Sweet Bean Reveals an Eternal Tokyo

May 18, 2016 at 6:00 am
Sentarô (Masatoshi Nagase) makes dorayaki pancakes in solitude.
Sentarô (Masatoshi Nagase) makes dorayaki pancakes in solitude. KINO LORBER

We see so little of contemporary Japanese cinema — and most of what we see are either gangster films, horror movies or anime — that it may be tempting to approach Naomi Kawase's Sweet Bean as a novelty, admiring it with a kind of cinematic tourism. Oddly, Kawase's film resists such an approach, evoking a sense of Japanese culture that hovers dangerously close to nostalgia, yet never quite embraces it. It's an odd film that wants to be endearing but instead creates a sense of emotional distance.

Much of the film takes place in the suburban Tokyo shop where Sentarô (Masatoshi Nagase) sells dorayaki, a popular confection consisting of two pancakes filled with a sweet red bean paste called an. He maintains a temperament so perpetually gloomy that it's become a joke to his customers, most of whom are schoolgirls. (He also seems to have befriended one of them, Wakana, a lonely girl with family problems — though their relationship isn't entirely made clear.) As the film begins, Sentarô is visited by Tokue (Kirin Kiki), an elderly woman who asks him for a job. Rebuffed, she reappears a day later to tell him that his an needs work and leaves him with a sample of her own recipe. Won over by her cooking, Sentarô hires Tokue and soon has dorayaki customers lined up at his door — until rumors and sheer pettiness bring his success to a halt.

By almost any standard of judgment, Sweat Bean should be a mess. It's sentimental, and overloaded with banalities about the rich tradition of dorayaki preparation ("I always listen to the stories the beans tell," Tokue explains as she lovingly peeks into a boiling pot). The secondary characters are trite and stereotypical, while the subplots involving Wakana's home life and the reason for Sentarô's grumpiness are too thin to be taken seriously. Yet somehow, in its own modest way, the film works.

There's hardly a turn in the plot that avoids cliché, but Kawase manages to deflect the flaws in each of them with a minimalist twist, by simply ignoring them. Many of the most significant narrative points — Tokue's downfall, Wakana's difficulties with her mother — take place off screen, letting the viewer piece them together. Can a plot twist be considered banal if it's omitted altogether?
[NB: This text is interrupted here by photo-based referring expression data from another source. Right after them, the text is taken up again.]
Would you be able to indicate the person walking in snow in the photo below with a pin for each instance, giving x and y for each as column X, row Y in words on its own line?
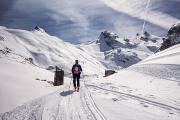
column 76, row 71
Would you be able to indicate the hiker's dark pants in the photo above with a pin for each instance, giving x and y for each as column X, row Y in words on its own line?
column 76, row 77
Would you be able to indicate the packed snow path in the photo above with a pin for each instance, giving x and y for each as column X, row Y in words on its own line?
column 65, row 104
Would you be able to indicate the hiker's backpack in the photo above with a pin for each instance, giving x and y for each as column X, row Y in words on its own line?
column 76, row 69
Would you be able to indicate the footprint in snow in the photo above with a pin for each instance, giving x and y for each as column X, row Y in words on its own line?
column 114, row 99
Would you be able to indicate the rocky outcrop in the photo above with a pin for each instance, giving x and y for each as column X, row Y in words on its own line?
column 173, row 37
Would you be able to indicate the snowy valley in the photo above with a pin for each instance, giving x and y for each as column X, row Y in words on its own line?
column 146, row 85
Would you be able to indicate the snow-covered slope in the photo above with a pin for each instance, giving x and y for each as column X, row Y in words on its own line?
column 116, row 53
column 147, row 90
column 46, row 50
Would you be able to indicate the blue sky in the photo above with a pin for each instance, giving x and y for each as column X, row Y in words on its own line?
column 83, row 20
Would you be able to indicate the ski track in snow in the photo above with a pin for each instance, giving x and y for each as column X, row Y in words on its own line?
column 141, row 99
column 61, row 105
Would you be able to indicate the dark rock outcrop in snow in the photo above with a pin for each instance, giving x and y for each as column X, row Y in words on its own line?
column 173, row 37
column 37, row 28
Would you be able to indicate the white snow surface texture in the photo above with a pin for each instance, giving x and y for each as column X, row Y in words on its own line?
column 147, row 90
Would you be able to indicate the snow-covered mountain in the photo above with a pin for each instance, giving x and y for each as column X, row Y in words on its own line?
column 83, row 20
column 117, row 53
column 44, row 50
column 147, row 90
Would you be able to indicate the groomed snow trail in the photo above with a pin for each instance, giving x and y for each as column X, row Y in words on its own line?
column 64, row 104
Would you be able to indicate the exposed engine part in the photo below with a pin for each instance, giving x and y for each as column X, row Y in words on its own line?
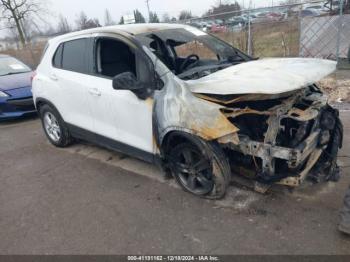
column 286, row 140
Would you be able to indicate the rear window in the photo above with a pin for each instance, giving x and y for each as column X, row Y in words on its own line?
column 72, row 56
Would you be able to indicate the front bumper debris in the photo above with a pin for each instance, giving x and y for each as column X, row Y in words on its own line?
column 317, row 135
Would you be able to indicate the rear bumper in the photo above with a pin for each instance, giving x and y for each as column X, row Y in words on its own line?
column 16, row 107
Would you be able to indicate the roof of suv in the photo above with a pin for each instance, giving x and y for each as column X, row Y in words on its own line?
column 132, row 29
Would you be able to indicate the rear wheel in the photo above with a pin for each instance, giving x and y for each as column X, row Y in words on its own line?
column 200, row 168
column 55, row 128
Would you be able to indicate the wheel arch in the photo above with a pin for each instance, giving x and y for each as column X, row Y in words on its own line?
column 175, row 136
column 39, row 102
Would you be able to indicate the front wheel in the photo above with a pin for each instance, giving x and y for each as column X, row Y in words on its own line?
column 200, row 168
column 54, row 126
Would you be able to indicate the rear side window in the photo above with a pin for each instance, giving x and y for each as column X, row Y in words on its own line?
column 72, row 56
column 57, row 60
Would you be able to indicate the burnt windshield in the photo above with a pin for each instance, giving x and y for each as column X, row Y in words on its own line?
column 191, row 53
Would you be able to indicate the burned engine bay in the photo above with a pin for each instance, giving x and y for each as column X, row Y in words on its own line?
column 282, row 138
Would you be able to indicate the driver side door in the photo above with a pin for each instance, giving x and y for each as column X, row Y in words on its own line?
column 122, row 121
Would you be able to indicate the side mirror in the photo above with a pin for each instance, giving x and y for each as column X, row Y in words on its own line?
column 126, row 81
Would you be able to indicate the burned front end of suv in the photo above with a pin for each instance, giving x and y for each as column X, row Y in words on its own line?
column 282, row 138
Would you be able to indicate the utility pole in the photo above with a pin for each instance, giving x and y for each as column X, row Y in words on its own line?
column 149, row 12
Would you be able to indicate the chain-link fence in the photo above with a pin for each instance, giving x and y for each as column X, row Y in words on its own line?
column 313, row 29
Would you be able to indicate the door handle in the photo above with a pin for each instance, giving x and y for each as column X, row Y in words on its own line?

The film is at its best when it focuses on everyday events: the rhythms of the shop, the process of mixing the batter or boiling the beans. At times this leads to an excess of Tokue's rambling pseudo-mystic reveries over dorayaki tradition, but it also brings to life the growing friendship between the older woman and "Boss" as they bond over the stove top and ignore the rest of the world. Personalities triumph over plotting; the chemistry between Kiki, Nagase and, in the role of Wakana, Kyara Uchida (Kiki's granddaughter in real life) outshines the particulars of the story. (It's probably also helpful that the character of Tokue in Durian Sukegawa's novel was written with Kiki in mind.)

I've read that Kawase has often been criticized in her country as a director whose films are more suited to the international festival circuit than for her home audiences (Sweet Bean is her seventh film to be shown at Cannes). But Sweet Bean has been described as her first real Japanese film — and her first actually made in Tokyo. Kawase tries to capture the most ordinary aspects of the city, a calmer and more natural place than is usually seen on screen. Her camera lingers at intersections, gazes upward at cherry blossom trees and presents a strange and lonely city. There are few traces of the contemporary world, and even those — cellphones, power lines — are banished to the edges of the frame. Kawase creates a kind of timelessness, as if the city has somehow been frozen in the past, but as the film reveals more of Tokue's harsh life, the drab, simple streets take on an heroic quality as well. In this film about long lives and secret tragedies, we slowly realize that we're seeing an eternal city, the place the aging heroine has dreamed of for most of her life.